Wie das zuständige Departement für Umwelt, Energie und Kommunikation (Uvek) am Donnerstag in einer Mitteilung schreibt, habe sich in den Abklärungen jetzt gezeigt, dass private Grundstücke sehr tief überflogen würden.

Das sei problematisch, weil die Flughöhen so tief wären, dass sich Grundeigentümer gegen die zivile Nutzung des Flugfeldes wehren könnten, so die Einschätzung des Uvek.

Warum erst jetzt gemerkt?

Mit dieser neuen Einschätzung dürfte sich die Umnutzung des Militärflugplatzes Dübendorf in ein ziviles Flugfeld wohl um Jahre verzögern.

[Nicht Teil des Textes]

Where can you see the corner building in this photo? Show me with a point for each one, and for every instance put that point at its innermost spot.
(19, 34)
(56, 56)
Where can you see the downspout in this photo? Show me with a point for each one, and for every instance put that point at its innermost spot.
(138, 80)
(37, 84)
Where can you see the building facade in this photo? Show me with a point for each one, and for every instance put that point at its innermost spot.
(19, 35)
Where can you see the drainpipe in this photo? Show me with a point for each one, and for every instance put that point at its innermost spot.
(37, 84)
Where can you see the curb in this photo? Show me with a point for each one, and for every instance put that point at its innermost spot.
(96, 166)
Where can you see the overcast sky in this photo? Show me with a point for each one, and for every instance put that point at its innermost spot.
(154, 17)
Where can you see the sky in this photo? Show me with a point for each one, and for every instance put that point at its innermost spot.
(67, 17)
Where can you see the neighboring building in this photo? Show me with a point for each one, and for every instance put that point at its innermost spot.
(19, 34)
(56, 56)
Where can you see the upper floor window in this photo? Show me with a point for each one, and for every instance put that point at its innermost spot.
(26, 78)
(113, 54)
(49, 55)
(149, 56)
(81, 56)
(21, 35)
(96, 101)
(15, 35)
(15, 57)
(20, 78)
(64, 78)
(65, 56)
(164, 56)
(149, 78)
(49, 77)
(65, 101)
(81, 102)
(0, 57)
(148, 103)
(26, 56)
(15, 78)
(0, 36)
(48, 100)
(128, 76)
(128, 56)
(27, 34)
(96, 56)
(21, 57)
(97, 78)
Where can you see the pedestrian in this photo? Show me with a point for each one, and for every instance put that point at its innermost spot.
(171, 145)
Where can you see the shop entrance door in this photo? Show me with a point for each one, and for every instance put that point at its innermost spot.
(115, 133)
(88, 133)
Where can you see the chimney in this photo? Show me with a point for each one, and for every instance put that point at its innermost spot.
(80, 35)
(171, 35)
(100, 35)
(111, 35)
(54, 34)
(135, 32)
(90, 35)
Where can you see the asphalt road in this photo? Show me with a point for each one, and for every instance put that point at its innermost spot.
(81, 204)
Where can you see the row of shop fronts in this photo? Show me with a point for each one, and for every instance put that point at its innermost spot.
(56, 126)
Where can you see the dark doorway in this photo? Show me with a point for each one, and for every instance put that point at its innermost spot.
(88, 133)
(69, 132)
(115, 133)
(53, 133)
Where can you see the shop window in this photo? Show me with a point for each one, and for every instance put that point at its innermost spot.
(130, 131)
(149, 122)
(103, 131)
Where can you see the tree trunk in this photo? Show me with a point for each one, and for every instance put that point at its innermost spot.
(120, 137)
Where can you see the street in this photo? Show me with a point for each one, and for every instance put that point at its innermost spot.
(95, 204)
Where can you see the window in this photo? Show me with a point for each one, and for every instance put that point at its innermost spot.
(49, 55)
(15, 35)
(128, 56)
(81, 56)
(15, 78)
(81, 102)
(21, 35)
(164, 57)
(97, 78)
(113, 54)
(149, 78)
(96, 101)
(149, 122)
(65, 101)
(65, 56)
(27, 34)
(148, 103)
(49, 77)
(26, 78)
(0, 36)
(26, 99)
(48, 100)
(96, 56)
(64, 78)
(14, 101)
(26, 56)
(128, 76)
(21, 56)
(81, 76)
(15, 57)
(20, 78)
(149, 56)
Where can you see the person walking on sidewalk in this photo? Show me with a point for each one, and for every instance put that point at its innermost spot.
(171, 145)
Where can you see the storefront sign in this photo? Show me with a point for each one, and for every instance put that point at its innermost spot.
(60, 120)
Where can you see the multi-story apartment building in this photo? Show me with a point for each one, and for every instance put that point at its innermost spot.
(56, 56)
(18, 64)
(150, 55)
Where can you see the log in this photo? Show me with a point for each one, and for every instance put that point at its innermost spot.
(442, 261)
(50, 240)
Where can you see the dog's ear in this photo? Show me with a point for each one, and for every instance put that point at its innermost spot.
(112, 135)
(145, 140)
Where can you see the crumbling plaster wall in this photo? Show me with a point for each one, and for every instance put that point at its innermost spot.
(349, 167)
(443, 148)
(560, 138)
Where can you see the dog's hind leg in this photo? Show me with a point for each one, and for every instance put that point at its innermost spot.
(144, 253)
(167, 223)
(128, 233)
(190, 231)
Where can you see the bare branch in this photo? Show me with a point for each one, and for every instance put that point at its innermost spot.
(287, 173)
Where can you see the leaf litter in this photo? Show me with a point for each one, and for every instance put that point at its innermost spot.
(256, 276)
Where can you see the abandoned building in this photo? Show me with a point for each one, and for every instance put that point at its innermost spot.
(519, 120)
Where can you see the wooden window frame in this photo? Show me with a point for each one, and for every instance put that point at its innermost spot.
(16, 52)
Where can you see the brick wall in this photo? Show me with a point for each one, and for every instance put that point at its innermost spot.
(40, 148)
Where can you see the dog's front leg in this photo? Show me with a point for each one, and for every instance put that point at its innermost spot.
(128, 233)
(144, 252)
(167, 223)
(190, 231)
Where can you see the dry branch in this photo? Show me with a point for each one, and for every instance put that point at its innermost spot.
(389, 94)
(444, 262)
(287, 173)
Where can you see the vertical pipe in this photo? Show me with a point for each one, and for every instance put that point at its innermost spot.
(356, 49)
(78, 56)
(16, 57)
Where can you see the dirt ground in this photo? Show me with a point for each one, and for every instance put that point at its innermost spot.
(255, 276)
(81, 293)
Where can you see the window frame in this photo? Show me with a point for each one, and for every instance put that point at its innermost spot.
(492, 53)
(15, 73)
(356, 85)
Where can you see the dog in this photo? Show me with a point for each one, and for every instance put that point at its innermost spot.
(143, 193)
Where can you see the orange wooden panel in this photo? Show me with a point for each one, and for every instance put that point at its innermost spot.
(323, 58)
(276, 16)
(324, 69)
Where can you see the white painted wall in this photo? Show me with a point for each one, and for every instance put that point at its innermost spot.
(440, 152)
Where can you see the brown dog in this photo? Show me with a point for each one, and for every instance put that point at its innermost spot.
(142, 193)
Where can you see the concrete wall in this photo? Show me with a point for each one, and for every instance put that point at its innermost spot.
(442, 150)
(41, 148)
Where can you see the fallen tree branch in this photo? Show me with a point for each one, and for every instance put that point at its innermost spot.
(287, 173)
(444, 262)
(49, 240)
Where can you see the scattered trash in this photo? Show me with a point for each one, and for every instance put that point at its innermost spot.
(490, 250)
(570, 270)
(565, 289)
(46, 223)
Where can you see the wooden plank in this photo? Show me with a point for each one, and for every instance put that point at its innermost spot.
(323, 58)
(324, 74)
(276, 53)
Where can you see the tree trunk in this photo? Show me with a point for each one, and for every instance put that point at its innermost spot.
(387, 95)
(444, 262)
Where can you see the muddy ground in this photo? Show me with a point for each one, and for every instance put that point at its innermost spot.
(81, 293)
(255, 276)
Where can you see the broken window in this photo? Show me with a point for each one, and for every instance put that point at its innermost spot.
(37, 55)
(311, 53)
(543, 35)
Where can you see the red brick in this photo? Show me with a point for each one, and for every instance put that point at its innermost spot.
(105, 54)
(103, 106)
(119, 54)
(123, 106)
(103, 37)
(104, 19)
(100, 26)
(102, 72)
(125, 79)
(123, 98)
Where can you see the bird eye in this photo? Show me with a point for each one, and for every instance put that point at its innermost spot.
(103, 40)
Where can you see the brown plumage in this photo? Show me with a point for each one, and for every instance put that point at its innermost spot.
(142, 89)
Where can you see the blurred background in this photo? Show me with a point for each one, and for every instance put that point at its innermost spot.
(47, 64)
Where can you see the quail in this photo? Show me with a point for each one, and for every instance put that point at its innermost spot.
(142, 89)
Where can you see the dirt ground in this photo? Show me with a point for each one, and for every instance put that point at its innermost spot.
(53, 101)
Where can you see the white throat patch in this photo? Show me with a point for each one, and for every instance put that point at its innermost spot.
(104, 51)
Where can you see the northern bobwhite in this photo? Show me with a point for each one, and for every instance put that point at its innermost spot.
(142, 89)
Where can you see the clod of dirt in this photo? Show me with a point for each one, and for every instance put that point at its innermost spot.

Entsprechend irritiert zeigt sich die Zürcher Kantonsregierung. Die zuständige Regierungsrätin Carmen Walker Späh (FDP) sagt im Gespräch mit Radio SRF: «Es ist sicher nicht schön, wenn so wichtige Erkenntnisse erst nach so vielen Jahren und kurz vor dem Abschluss des Planungsprozesses auftauchen.»

Die Volkswirtschaftsdirektorin erwartet jetzt, dass in Bern gehandelt wird: «Der Bund muss seine Hausaufgaben machen. Wir erwarten, dass der Bund in Rücksprache mit uns das weitere Vorgehen festlegt.» Die offenen Fragen sollen also zeitig geklärt werden.

Gemeinden hocherfreut

Ganz anders die Gemütslage bei den drei Gemeinden rund um den Flugplatz. Sie haben sich mit allen Mitteln gegen die Zivilfliegerei gewehrt. Jean-Philipp Pinto, CVP-Kantonsrat und Gemeindepräsident von Volketswil, fühlt sich bestätigt: «Wir haben schon immer auf diese Probleme hingewiesen. Für uns ist es eine gute Nachricht.»

Die Gemeinden Dübendorf, Volketswil und Wangen-Brütisellen hoffen, dass ihr Vorschlag nach dem neusten Entscheid des Bundesrates Aufwind erhält. Sie wollen einen historischen Flugplatz mit nur ganz wenigen Flügen.

Es wird eng in der Luft über Zürich

Ein erster Beschluss zur Zivilfliegerei fasste der Bundesrat im August 2014. Geplant ist eine Dreifachnutzung mit Innovationspark für das Gewerbe, militärischer Bundesbasis und einem zivilen Flugbetrieb, in erster Linie für Businessjets.

Letzteres führt zu einem weiteren Problem: die Koordination des Flugbetriebes in Dübendorf mit dem nahegelegenen Flughafen. Die beiden Luftraum-Schutzbereiche überlappen sich teilweise, sodass aus Sicherheitsgründen eine stärkere Abstimmung zwischen Flughafen und Flugplatz notwendig ist.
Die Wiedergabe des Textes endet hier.